Plusieurs structures (établissements, associations…) proposent par ailleurs des groupes de parole pour les fratries. Ces dispositifs, dont l’objectif est d’aider les fratries à penser et vivre le handicap, offrent un cadre précieux. Entre pairs, auprès de personnes extérieures, bienveillantes et à l’écoute, la parole peut se libérer plus facilement, surtout quand les enfants sont habités par la crainte de rajouter, par leurs propres préoccupations, du souci à leurs parents. Savoir que d’autres enfants connaissent des expériences, des sentiments similaires aux leurs peut les rassurer, leur permettre de rompre une certaine forme de solitude. Ils peuvent également découvrir les solutions que les autres mettent en place pour surmonter leurs difficultés, pour ensuite se les approprier. Les modalités d’échanges et d’expression proposées sont adaptées à leur âge, le dessin qui permet également de donner forme aux ressentis y est souvent privilégié, tout comme les jeux. Vous pouvez consulter à ce sujet l’article de Béatrice Lorant « Se préoccuper les uns des autres. Rencontres fratrie du CRMH » paru dans le n° 642 de la revue L’école des parents.

Accorder du temps

Il est aussi important de s’accorder du temps pour soi avec les autres enfants de la fratrie. Ces moments peuvent être individuels ou collectifs, en fonction de vos envies et celles de vos enfants. Un temps qui soit « de qualité » où le parent est disponible, avec l’enfant : un jeu, une promenade, accompagner l’enfant à son entraînement de foot ou à sa leçon de piano… Ce temps passé ensemble est une marque d’attention, il contribue à ce que l’enfant se sente aimé, rassuré, valorisé.

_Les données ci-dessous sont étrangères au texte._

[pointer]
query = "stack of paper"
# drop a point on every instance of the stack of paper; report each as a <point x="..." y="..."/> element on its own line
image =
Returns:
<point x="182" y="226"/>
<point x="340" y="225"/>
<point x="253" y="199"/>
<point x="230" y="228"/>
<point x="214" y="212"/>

Proposer des activités adaptées et collectives

Proposer des activités adaptées que les enfants de la fratrie pourront partager, tous ensemble ou selon les âges, avec leur frère ou sœur polyhandicapé(e), peut aussi aider les enfants à tisser ou renforcer leurs liens entre eux, à mieux inclure l’enfant polyhandicapé. Dans ces moments partagés en famille, le rire, l’humour surgissent plus facilement et il est bon de savoir l’accueillir, car il est une façon de donner forme aux émotions tout en les mettant à distance. Vous trouverez des idées d’activités dans la thématique Soutenir les compétences cognitives et des idées de sortie dans la thématique Loisirs et vie sociale de notre site.

Tout cela, donc, pour aider les frères et sœurs d’enfant polyhandicapé à se construire, à surmonter leurs difficultés et à vivre pleinement leur enfance.